According to Bour-Schaeffer, engineers have finished the related technical analyses and have embarked on the program’s manufacturing phase at its Munich-area facilities, where they expect to achieve “power-on” near the middle of next year.
CERN Lab's Participation Critical
Bour-Schaeffer explained the critical nature of CERN’s participation given the highly advanced instrumentation it brings to measure such phenomena as hydrogen leakage. Appearing with her at the summit, CERN director of finance and human resources Raphael Bello noted that the laboratory spends about a third of its $1.2 billion annual budget on research and development as well as instrumentation because, he explained, “we are not theoreticians, we are mainly engineers and technicians to develop the infrastructure.”
“First of all, we do believe that CERN has something to provide to Airbus and vice-versa I would say because it happens that we try to also learn from our partners and not lecture them,” said Bello. “The second rationale, I would say, is because we are sharing the same values.
“We do believe that CERN has the capacity to provide its technologies to Airbus UpNext, in particular, to create a new demonstrator for next year. This demonstrator will create ceilings to support aircraft power distribution systems in general, and then, of course, this would be the first step of our collaboration. Hopefully, there will be many other new steps in the journey to perhaps include other partners, other stakeholders, including European stakeholders such as the European Commission and other industry partners to push again the limits of our technology.”
Meanwhile, the Airbus UpNext team continues to orchestrate multiple other approaches to driving carbon emissions out of aviation. They include advocating for the use of continuous climb and descent paths to aid in fuel burn efficiency in airliners. The company demonstrated the tactic when it flew a party of aviation journalists from Toulouse to Munich on November 29.
In another initiative aimed at improving the efficiency of air traffic management, the Airbus “Fello’fly” demonstrator program has taken inspiration from the way migrating geese fly in close v-shaped formations to harness energy from the wake of the leading bird. Airbus conducted a demonstration flight involving A350s flying from Toulouse to Montreal in November 2021. Bour-Schaeffer told a Royal Aeronautical Society conference in London on November 29 that the Airbus UpNext team demonstrated how “surfing the air upwash” from the leading aircraft at a safe distance of 1.6 nm could reduce fuel burn by at least 5 percent.

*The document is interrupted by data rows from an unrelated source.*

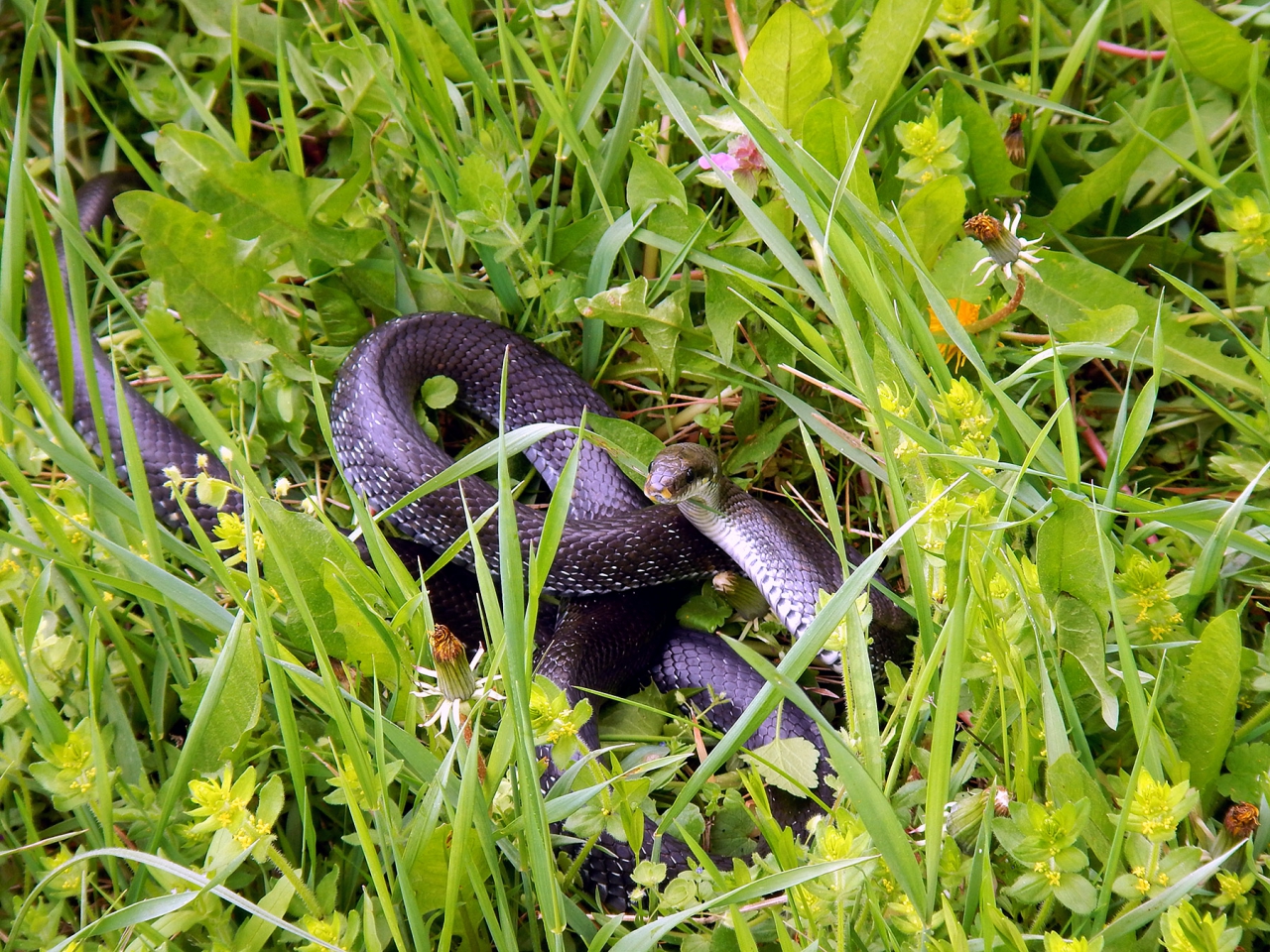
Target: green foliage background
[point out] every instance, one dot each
(743, 222)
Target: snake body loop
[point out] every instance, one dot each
(615, 551)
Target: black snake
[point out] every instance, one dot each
(621, 563)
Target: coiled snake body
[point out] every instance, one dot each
(615, 548)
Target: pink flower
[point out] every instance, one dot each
(747, 155)
(742, 157)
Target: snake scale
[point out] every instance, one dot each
(621, 566)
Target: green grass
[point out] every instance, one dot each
(1072, 500)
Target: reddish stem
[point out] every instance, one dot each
(1106, 46)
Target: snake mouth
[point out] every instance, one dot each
(658, 493)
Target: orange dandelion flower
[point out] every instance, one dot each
(966, 313)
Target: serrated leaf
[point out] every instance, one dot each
(703, 612)
(630, 444)
(788, 66)
(1102, 325)
(887, 48)
(953, 273)
(236, 708)
(635, 719)
(1247, 777)
(626, 306)
(1074, 286)
(1110, 178)
(258, 202)
(1069, 558)
(795, 757)
(202, 272)
(989, 166)
(652, 182)
(440, 393)
(1207, 698)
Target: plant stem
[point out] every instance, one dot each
(1001, 313)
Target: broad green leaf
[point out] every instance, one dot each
(829, 135)
(254, 200)
(1082, 634)
(626, 306)
(703, 612)
(362, 645)
(1069, 560)
(652, 182)
(1101, 325)
(426, 44)
(1210, 46)
(1110, 178)
(788, 66)
(989, 167)
(788, 763)
(884, 54)
(236, 708)
(934, 216)
(1207, 698)
(203, 275)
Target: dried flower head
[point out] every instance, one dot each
(1006, 250)
(1014, 140)
(454, 679)
(1241, 820)
(966, 313)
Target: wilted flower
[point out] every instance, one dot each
(1242, 820)
(1006, 250)
(961, 27)
(453, 680)
(742, 162)
(966, 313)
(1159, 806)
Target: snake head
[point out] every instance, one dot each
(683, 472)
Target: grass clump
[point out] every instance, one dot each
(743, 222)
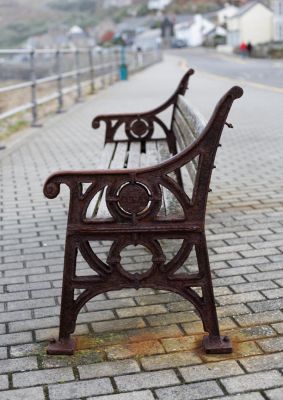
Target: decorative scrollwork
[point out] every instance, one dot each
(133, 200)
(139, 128)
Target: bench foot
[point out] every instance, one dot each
(61, 347)
(217, 344)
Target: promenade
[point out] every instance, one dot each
(146, 344)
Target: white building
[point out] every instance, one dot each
(226, 12)
(116, 3)
(253, 23)
(193, 31)
(277, 7)
(157, 4)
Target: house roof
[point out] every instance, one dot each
(247, 7)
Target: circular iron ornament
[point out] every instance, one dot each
(139, 129)
(133, 198)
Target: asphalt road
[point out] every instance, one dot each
(259, 71)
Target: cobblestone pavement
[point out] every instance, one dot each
(145, 344)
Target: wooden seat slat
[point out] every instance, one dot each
(134, 155)
(104, 162)
(194, 118)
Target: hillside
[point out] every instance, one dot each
(20, 19)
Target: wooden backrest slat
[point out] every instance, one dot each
(194, 118)
(191, 166)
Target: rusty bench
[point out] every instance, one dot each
(140, 197)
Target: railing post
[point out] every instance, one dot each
(112, 60)
(91, 71)
(78, 74)
(101, 69)
(33, 88)
(117, 62)
(59, 81)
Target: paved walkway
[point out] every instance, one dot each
(145, 345)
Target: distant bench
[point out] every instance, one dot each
(139, 196)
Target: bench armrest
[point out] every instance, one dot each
(140, 126)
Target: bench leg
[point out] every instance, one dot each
(65, 345)
(213, 342)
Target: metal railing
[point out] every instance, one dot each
(87, 66)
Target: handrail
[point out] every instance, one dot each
(105, 67)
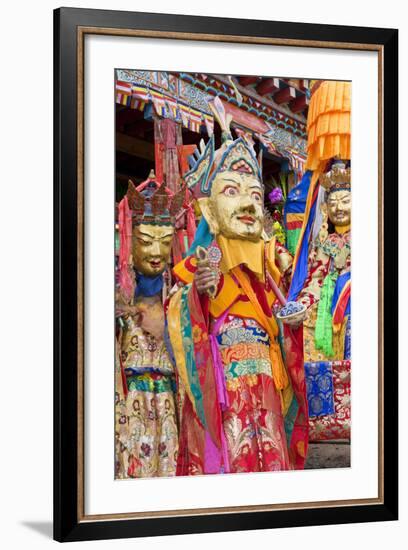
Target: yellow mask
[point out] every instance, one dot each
(339, 208)
(151, 248)
(235, 207)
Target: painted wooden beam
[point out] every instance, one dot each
(268, 86)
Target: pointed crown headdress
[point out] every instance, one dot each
(154, 204)
(337, 179)
(233, 155)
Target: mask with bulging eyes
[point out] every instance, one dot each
(235, 207)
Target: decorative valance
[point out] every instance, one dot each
(137, 96)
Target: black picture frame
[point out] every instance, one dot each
(67, 332)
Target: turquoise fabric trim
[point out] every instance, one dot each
(203, 237)
(290, 418)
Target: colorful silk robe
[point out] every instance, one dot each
(147, 434)
(327, 358)
(239, 409)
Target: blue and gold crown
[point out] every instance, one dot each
(154, 204)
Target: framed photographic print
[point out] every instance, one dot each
(215, 369)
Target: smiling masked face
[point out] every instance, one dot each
(235, 207)
(151, 248)
(339, 208)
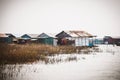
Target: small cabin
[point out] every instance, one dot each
(4, 38)
(30, 38)
(75, 38)
(11, 38)
(49, 39)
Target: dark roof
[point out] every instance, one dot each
(10, 35)
(73, 33)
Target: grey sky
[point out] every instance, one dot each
(99, 17)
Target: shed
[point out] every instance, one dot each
(76, 38)
(30, 37)
(11, 37)
(47, 38)
(4, 38)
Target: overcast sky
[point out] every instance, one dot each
(99, 17)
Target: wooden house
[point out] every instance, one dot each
(76, 38)
(11, 38)
(30, 38)
(116, 40)
(48, 39)
(112, 40)
(108, 40)
(4, 38)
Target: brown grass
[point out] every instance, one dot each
(15, 53)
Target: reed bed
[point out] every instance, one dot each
(21, 53)
(13, 53)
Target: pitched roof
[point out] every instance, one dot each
(46, 35)
(79, 34)
(3, 35)
(10, 35)
(74, 33)
(33, 35)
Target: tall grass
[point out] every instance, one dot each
(16, 53)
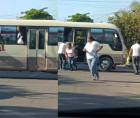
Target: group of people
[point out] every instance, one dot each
(67, 54)
(92, 48)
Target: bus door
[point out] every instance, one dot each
(80, 39)
(36, 50)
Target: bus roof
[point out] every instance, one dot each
(54, 23)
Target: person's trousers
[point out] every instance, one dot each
(93, 65)
(72, 63)
(136, 63)
(62, 60)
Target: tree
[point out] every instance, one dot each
(128, 22)
(80, 18)
(36, 14)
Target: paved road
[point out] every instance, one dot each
(28, 98)
(114, 90)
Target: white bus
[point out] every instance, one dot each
(37, 50)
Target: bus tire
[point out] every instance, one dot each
(105, 63)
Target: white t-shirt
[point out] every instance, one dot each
(61, 48)
(70, 52)
(91, 48)
(135, 49)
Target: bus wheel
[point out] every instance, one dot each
(105, 63)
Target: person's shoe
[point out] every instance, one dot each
(96, 77)
(93, 77)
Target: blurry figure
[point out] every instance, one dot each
(1, 44)
(135, 53)
(61, 54)
(91, 48)
(70, 54)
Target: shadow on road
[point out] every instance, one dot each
(28, 75)
(7, 92)
(26, 112)
(72, 104)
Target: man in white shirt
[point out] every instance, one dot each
(61, 54)
(91, 48)
(135, 53)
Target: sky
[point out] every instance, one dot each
(99, 10)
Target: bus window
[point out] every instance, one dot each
(98, 34)
(41, 40)
(68, 34)
(22, 32)
(32, 39)
(112, 38)
(8, 35)
(55, 34)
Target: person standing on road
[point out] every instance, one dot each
(91, 48)
(61, 54)
(135, 53)
(70, 55)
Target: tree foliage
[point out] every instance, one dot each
(129, 23)
(36, 14)
(80, 18)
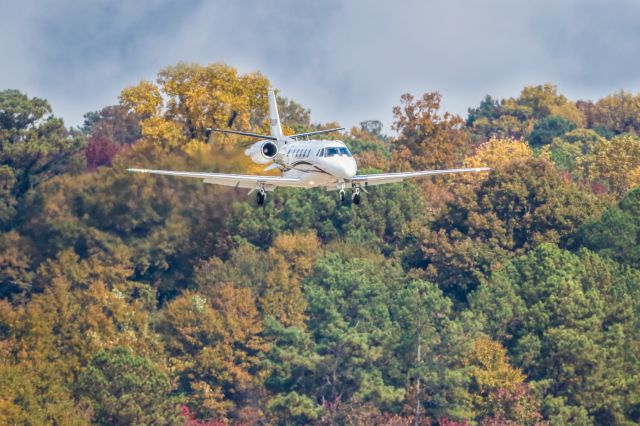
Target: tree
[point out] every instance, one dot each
(548, 128)
(125, 389)
(617, 113)
(34, 147)
(427, 139)
(615, 234)
(516, 117)
(614, 161)
(516, 208)
(500, 394)
(570, 152)
(567, 320)
(294, 115)
(214, 342)
(431, 347)
(496, 153)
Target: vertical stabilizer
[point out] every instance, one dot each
(274, 117)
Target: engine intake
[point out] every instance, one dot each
(262, 152)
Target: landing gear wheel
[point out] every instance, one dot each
(262, 196)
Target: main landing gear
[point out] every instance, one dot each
(355, 196)
(261, 197)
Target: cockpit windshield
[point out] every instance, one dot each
(331, 152)
(345, 151)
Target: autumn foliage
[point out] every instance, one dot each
(504, 298)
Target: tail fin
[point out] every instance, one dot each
(274, 117)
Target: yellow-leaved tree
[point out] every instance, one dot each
(499, 392)
(496, 153)
(185, 101)
(616, 162)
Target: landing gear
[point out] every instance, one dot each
(341, 189)
(262, 196)
(355, 196)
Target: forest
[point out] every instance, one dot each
(504, 298)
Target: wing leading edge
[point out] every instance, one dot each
(238, 181)
(379, 179)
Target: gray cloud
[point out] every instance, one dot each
(347, 61)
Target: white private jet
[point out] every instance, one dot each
(304, 163)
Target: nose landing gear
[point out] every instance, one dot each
(355, 196)
(261, 197)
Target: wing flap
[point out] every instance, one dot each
(238, 181)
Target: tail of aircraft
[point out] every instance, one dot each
(274, 124)
(274, 117)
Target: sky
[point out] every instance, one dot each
(347, 61)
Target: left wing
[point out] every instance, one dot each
(379, 179)
(238, 181)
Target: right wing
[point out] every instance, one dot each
(379, 179)
(238, 181)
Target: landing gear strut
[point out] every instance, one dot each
(341, 189)
(262, 196)
(355, 196)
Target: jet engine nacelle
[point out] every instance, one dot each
(262, 152)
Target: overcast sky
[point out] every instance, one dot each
(347, 61)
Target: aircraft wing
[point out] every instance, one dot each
(238, 181)
(379, 179)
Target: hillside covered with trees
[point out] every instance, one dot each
(506, 298)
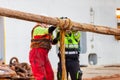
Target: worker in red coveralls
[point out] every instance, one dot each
(40, 45)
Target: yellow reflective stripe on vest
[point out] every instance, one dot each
(71, 46)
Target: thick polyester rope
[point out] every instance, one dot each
(64, 24)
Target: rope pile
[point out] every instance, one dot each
(21, 69)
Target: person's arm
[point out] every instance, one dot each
(55, 40)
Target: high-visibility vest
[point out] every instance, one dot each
(40, 38)
(72, 40)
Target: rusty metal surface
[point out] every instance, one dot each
(15, 70)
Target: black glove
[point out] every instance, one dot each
(51, 29)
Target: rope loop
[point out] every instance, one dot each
(65, 24)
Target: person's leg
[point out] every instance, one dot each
(75, 72)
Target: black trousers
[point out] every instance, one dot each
(72, 68)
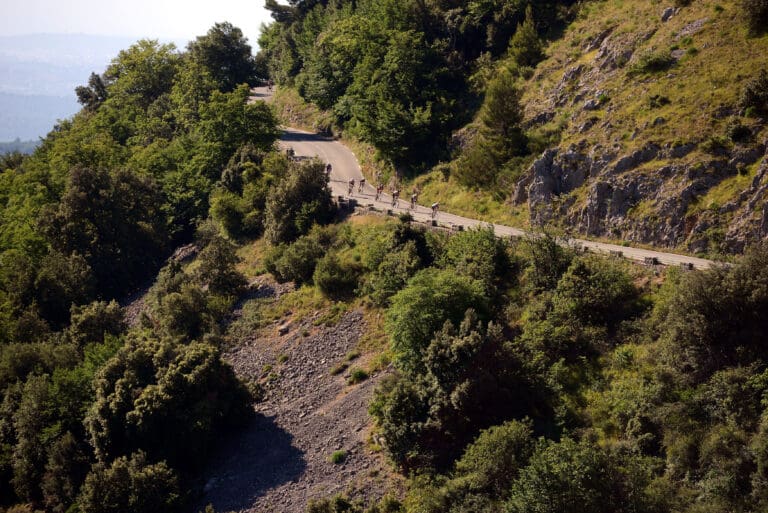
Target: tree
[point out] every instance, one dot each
(335, 277)
(64, 473)
(164, 398)
(227, 123)
(493, 461)
(572, 477)
(94, 94)
(92, 323)
(225, 53)
(430, 298)
(216, 268)
(142, 73)
(525, 47)
(298, 201)
(113, 221)
(131, 485)
(594, 291)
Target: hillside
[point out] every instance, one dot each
(654, 153)
(613, 120)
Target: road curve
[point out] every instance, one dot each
(345, 167)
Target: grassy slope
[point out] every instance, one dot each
(718, 59)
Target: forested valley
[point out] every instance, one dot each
(514, 375)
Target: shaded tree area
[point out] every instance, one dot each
(396, 73)
(94, 415)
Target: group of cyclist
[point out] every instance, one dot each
(394, 191)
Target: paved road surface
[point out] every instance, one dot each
(346, 167)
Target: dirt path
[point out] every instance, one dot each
(281, 461)
(346, 167)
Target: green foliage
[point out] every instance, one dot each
(756, 14)
(357, 376)
(299, 200)
(525, 47)
(569, 477)
(165, 399)
(468, 379)
(493, 461)
(594, 291)
(500, 137)
(431, 298)
(94, 322)
(131, 485)
(338, 457)
(297, 261)
(652, 61)
(755, 93)
(713, 320)
(225, 54)
(113, 221)
(336, 277)
(216, 268)
(479, 255)
(548, 261)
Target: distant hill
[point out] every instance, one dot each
(38, 76)
(28, 117)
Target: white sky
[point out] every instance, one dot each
(171, 19)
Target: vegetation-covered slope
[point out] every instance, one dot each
(637, 121)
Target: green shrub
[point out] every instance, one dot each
(295, 262)
(431, 298)
(298, 201)
(338, 457)
(754, 95)
(339, 368)
(357, 376)
(739, 133)
(335, 278)
(652, 62)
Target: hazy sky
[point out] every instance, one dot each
(173, 19)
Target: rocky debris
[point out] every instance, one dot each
(677, 54)
(668, 13)
(750, 212)
(692, 28)
(596, 41)
(280, 462)
(184, 253)
(667, 190)
(616, 50)
(591, 104)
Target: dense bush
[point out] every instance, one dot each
(131, 485)
(299, 200)
(754, 96)
(150, 388)
(430, 298)
(335, 277)
(756, 14)
(468, 379)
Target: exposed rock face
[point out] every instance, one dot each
(647, 207)
(750, 211)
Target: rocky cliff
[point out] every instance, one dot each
(655, 147)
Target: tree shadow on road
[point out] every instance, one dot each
(256, 459)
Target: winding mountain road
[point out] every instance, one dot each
(346, 167)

In 2024, Airbus expects to start test flights with its Xwing future wing demonstrator using a converted Cessna Citation VII business jet. The work on the “extra-performing wing” started in September 2021 and is part of the manufacturer’s Wing of Tomorrow program. In another project based on the biomimicry approach to learning from nature, Airbus expects to show how active control techniques can optimize the use of an aircraft’s wing in the same way that a soaring eagle adapts the shape, span, and surface of its wing and feathers.